Le parrain souriait de toutes ses dents alors qu'il prit place, tout près de Félice, sur le canapé qui faisait face au prince.

— Tu viens ma chérie ? Tonton August et papa doivent avoir des conversations de grandes personnes, tenta Félice pour fuir la proximité du lord qui travaillait en étroite collaboration avec son mari.
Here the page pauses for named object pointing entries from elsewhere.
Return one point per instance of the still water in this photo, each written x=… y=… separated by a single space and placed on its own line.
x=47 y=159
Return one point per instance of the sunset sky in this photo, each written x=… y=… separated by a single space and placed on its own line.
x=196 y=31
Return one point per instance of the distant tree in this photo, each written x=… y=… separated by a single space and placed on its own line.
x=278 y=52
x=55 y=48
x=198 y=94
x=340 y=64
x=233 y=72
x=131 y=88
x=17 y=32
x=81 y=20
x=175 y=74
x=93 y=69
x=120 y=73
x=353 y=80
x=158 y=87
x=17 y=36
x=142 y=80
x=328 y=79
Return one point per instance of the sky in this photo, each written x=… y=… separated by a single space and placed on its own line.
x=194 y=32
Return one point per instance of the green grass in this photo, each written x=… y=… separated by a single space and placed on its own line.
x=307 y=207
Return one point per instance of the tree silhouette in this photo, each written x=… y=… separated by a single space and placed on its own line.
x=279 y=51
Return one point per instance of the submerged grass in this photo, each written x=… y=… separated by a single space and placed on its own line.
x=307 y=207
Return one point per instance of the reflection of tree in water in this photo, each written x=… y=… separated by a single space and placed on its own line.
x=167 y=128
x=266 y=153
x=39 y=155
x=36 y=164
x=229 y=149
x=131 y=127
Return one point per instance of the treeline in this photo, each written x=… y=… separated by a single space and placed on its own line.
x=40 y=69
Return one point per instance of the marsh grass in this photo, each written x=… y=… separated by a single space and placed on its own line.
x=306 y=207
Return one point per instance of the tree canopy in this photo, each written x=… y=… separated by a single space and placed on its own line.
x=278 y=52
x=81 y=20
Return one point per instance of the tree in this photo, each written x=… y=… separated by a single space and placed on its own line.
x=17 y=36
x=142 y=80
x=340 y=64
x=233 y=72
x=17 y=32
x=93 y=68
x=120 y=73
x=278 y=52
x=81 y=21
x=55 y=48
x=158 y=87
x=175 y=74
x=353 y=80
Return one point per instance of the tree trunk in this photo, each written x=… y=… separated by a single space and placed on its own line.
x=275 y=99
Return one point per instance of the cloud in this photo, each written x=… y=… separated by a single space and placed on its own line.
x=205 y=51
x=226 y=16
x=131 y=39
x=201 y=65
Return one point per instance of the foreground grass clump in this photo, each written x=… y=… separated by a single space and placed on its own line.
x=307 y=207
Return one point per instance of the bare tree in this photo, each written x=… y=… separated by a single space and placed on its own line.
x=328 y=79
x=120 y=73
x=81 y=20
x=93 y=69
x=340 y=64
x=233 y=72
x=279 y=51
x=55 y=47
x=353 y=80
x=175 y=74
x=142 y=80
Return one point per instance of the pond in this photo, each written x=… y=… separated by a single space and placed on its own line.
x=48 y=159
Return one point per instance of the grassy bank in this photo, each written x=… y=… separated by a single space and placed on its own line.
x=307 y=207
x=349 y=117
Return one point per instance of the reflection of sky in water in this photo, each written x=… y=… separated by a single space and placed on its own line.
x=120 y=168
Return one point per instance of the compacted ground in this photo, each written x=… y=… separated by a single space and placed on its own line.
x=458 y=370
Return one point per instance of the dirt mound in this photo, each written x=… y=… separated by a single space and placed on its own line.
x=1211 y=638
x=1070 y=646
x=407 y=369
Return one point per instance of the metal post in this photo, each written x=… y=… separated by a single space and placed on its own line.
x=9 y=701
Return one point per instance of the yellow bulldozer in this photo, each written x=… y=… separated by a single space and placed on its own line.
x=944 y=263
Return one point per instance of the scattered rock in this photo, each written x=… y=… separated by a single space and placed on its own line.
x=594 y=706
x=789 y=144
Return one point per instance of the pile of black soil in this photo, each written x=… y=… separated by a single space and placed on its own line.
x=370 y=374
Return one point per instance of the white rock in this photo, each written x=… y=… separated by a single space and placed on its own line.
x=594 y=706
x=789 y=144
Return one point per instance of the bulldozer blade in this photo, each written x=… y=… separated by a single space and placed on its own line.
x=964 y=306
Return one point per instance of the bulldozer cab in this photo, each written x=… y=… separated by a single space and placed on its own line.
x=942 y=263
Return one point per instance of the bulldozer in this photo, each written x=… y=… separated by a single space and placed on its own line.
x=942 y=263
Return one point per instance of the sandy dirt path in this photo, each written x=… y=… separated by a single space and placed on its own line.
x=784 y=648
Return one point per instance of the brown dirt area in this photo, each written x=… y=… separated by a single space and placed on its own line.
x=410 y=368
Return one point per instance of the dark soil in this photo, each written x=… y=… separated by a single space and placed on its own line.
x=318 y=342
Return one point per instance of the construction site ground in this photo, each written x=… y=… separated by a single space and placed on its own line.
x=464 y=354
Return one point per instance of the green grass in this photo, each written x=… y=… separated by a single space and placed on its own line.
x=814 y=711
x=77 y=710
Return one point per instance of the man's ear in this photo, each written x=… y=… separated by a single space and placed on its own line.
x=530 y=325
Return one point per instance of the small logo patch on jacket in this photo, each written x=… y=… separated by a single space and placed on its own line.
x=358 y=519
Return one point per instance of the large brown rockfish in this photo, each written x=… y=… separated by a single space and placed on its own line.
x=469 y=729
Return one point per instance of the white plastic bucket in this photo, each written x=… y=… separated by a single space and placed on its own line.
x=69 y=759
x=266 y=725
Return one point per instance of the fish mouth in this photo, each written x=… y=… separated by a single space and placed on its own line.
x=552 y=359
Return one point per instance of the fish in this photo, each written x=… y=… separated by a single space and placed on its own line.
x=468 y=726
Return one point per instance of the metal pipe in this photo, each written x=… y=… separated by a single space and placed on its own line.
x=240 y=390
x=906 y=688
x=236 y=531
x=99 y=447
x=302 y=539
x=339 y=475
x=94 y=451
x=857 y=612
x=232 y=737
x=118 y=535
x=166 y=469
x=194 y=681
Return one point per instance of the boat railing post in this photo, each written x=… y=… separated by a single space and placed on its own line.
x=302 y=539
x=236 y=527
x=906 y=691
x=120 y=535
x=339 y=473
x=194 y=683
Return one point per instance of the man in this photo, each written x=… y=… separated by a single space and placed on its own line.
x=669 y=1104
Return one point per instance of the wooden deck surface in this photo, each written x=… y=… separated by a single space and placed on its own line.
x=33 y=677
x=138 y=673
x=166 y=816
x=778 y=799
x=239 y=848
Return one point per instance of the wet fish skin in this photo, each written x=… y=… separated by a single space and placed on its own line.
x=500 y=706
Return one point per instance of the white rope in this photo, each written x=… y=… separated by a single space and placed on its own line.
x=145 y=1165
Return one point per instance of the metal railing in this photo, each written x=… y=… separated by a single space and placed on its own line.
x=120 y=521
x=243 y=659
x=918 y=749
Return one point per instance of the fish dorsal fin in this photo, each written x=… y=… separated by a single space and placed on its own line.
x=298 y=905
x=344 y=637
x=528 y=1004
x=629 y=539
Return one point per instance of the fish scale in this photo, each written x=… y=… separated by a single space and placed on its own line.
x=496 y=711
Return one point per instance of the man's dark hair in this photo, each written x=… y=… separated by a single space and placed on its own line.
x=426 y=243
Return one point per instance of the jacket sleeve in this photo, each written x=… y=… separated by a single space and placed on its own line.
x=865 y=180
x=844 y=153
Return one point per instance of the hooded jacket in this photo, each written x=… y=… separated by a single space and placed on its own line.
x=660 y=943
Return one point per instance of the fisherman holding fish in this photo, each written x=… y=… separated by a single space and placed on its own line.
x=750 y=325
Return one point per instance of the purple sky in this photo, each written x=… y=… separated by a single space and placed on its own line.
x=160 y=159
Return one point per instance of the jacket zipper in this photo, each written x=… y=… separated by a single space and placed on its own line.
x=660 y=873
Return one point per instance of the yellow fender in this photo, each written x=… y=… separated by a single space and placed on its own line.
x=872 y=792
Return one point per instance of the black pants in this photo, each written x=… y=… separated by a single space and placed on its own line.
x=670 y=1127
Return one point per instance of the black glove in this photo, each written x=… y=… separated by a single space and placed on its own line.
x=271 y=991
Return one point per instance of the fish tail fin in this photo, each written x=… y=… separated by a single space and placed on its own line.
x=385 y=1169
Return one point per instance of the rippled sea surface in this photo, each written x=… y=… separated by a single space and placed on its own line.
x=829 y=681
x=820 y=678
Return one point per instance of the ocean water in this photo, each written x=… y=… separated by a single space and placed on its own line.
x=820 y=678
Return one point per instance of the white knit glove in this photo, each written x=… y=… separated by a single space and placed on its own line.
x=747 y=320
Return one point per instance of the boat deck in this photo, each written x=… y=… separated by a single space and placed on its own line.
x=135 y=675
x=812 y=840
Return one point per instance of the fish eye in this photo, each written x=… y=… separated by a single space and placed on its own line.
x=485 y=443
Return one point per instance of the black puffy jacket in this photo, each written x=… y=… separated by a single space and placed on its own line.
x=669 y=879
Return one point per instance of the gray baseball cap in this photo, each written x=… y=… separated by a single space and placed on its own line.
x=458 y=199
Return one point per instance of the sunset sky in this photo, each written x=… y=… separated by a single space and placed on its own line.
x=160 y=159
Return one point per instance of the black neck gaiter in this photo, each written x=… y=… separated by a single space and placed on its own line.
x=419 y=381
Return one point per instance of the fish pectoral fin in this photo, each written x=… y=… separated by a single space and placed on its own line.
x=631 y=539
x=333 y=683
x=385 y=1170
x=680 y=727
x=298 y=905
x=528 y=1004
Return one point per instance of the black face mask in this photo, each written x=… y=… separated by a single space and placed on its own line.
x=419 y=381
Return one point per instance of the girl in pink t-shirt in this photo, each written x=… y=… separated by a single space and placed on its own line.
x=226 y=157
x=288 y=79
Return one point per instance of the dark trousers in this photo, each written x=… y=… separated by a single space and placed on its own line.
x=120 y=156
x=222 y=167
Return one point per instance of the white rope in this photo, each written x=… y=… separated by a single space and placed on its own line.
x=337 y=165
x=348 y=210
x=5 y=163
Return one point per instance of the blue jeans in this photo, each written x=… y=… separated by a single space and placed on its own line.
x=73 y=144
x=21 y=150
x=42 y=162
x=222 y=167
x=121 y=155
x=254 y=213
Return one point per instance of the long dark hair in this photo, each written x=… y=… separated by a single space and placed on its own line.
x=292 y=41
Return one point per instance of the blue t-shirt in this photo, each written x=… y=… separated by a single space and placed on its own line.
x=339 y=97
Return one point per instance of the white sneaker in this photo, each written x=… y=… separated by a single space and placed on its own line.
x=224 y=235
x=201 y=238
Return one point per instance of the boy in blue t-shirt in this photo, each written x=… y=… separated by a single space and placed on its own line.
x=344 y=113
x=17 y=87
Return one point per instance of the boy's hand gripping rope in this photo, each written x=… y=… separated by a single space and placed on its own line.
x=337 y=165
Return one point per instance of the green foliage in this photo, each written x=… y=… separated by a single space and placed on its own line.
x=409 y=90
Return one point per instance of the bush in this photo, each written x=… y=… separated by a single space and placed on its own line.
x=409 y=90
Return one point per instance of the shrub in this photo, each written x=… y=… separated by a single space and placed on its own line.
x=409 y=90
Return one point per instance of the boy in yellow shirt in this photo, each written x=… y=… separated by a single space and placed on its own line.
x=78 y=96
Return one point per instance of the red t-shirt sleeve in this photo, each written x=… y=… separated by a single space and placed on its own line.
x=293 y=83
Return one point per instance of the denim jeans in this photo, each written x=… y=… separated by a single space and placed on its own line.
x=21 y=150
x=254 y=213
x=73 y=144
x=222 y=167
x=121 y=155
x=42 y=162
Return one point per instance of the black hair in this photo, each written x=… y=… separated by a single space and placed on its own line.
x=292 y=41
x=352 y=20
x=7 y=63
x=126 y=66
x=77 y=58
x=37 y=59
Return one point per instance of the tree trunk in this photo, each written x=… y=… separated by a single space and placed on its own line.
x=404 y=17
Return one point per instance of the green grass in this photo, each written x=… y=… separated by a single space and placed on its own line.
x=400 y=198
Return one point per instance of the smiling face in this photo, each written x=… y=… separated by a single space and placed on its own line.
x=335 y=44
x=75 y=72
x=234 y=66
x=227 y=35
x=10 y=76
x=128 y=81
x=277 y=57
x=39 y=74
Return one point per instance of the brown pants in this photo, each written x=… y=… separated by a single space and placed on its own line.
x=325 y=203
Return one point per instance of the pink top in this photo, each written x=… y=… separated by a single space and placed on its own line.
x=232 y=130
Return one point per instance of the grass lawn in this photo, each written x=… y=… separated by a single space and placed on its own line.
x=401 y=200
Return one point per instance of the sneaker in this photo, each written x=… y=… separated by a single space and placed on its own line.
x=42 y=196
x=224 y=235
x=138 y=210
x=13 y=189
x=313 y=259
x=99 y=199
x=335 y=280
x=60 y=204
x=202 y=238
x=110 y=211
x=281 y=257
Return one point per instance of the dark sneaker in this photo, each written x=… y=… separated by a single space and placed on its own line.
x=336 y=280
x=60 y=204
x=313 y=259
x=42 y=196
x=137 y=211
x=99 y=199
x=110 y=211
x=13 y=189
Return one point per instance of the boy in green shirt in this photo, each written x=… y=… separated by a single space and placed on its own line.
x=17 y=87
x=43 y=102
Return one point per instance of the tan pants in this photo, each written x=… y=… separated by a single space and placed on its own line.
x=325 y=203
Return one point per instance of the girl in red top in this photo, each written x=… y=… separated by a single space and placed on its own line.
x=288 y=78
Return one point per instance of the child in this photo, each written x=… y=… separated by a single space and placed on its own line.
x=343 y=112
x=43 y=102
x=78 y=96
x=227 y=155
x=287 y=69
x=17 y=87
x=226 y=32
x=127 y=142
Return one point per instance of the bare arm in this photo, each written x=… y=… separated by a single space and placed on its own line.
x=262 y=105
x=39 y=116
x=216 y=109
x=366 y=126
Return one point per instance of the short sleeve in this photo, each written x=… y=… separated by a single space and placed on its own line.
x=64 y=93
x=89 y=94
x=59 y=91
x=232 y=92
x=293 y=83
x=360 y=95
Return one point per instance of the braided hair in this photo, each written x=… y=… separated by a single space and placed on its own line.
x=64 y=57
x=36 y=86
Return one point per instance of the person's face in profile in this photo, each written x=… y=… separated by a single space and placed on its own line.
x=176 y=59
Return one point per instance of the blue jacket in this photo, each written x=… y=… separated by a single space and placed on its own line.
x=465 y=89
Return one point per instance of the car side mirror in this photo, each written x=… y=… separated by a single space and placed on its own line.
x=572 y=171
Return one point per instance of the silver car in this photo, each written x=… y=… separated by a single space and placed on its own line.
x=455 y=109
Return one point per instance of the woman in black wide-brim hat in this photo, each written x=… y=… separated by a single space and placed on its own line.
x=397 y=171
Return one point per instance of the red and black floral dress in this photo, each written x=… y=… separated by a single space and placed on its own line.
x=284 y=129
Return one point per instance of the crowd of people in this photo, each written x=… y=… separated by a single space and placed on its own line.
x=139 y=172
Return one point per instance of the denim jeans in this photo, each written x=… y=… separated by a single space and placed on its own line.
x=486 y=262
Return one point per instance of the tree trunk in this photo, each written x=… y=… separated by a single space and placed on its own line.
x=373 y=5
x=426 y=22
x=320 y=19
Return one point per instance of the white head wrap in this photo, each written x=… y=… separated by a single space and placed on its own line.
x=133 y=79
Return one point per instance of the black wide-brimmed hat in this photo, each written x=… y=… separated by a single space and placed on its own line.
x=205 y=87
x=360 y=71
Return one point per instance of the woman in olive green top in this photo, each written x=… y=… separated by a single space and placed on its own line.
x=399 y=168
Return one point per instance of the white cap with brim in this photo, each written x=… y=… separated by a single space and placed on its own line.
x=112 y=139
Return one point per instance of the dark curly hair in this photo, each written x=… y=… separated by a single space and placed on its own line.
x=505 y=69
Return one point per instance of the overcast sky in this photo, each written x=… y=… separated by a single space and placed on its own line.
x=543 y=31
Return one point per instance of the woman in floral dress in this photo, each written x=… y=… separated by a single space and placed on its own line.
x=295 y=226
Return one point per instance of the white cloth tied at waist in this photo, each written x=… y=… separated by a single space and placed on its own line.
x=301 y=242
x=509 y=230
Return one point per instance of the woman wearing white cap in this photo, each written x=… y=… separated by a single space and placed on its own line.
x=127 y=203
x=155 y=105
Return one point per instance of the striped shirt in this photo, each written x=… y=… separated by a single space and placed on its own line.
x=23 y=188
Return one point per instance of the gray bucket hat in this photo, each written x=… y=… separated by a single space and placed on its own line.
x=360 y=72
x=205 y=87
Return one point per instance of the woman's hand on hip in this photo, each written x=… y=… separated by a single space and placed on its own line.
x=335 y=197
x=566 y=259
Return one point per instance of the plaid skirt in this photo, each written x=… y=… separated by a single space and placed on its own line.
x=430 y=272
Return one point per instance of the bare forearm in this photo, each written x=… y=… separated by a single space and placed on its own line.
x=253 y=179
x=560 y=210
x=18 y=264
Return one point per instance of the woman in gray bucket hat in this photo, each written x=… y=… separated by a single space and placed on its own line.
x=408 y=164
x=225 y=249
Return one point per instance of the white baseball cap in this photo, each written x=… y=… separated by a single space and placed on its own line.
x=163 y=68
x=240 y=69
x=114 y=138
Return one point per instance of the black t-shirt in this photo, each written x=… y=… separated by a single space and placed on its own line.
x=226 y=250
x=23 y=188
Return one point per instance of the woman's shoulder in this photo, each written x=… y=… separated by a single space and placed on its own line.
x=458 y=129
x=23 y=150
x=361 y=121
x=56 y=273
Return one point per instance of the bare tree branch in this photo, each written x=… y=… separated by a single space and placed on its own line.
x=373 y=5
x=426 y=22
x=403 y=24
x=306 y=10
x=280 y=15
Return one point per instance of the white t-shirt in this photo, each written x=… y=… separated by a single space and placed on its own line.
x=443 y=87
— Oh ! Non, maman ! On vient à peine de rentrer, couina Érika en s'accrochant au cou de son père.

— Pas de discussion, jeune fille. Tu dois être propre pour entrer à table et à ce que je vois, tu as mangé une pomme de tire.

— C'est pas vrai, répondit la fillette en regardant son parrain pour avoir son aide.

— Cette fois-ci, tu ne peux pas mentir, ma puce. Tu as du rouge jusque dans les cheveux.

— Elle fit des yeux assassins à August avant de soupirer et de suivre sa mère.

Les deux hommes s'amusèrent du comportement impétueux de la jeune fille.

— Tu crois qu'elle va me pardonner de l'avoir poignardée dans le dos, rigola August en se replaçant plus confortablement.

Wilhelm cessa instantanément de sourire. Ce n'était pas la seule qu'il avait poignardée dans le dos. Le prince et son épouse en avait fait les frais depuis les six dernières années.

— Ça devrait aller, finit par répondre le prince en replaçant une mèche de cheveux. Tu veux un scotch ?

— Avec plaisir, j'en aurais grand besoin.

— Moi aussi ! Alors, aussi bien se saouler la gueule comme au bon vieux temps.

— Je suis désolé Wille. Je ne voulais pas te rappeler...

— T'en fais pas, j'ai passé par dessus. J'étais préoccupé par autre chose, répondit-il en tendant le verre à son cousin.

Il remplit son propre verre et pendant qu'August patientait, ce dernier regarda les revues qui jonchaient la table.

— Tu penses encore à lui, demanda enfin le noiraud en voyant qui était le sujet principal des magazines.

— On est pas tous contre la vie des gens du peuple, tu sais, siffla le prince en calant son second verre.

— J'ai fait des efforts depuis les six dernières années. J'avais des raisons d'être aussi en colère contre eux. Je vois un psychologue depuis des années pour essayer de tout comprendre, déclara August en calant son verre, à son tour.

Wilhelm se releva à nouveau et ramena la bouteille sur la table. Il ne savait pas trop quoi répondre à son cousin. Jamais il n'avait parlé de ses séances. Peut-être qu'il essayait réellement de changer, au fond. Il remplit les deux verres et ne répondit pas.

— Je le fais pour Félice. Je ne peux pas supporter la tête qu'elle fait lorsqu'elle me voit et, surtout pas, qu'elle quitte la pièce dès qu'elle en a l'occasion.

Le prince leva son verre bien haut puis le porta à ses lèvres. Cela promettait d'être un apéro des plus difficiles.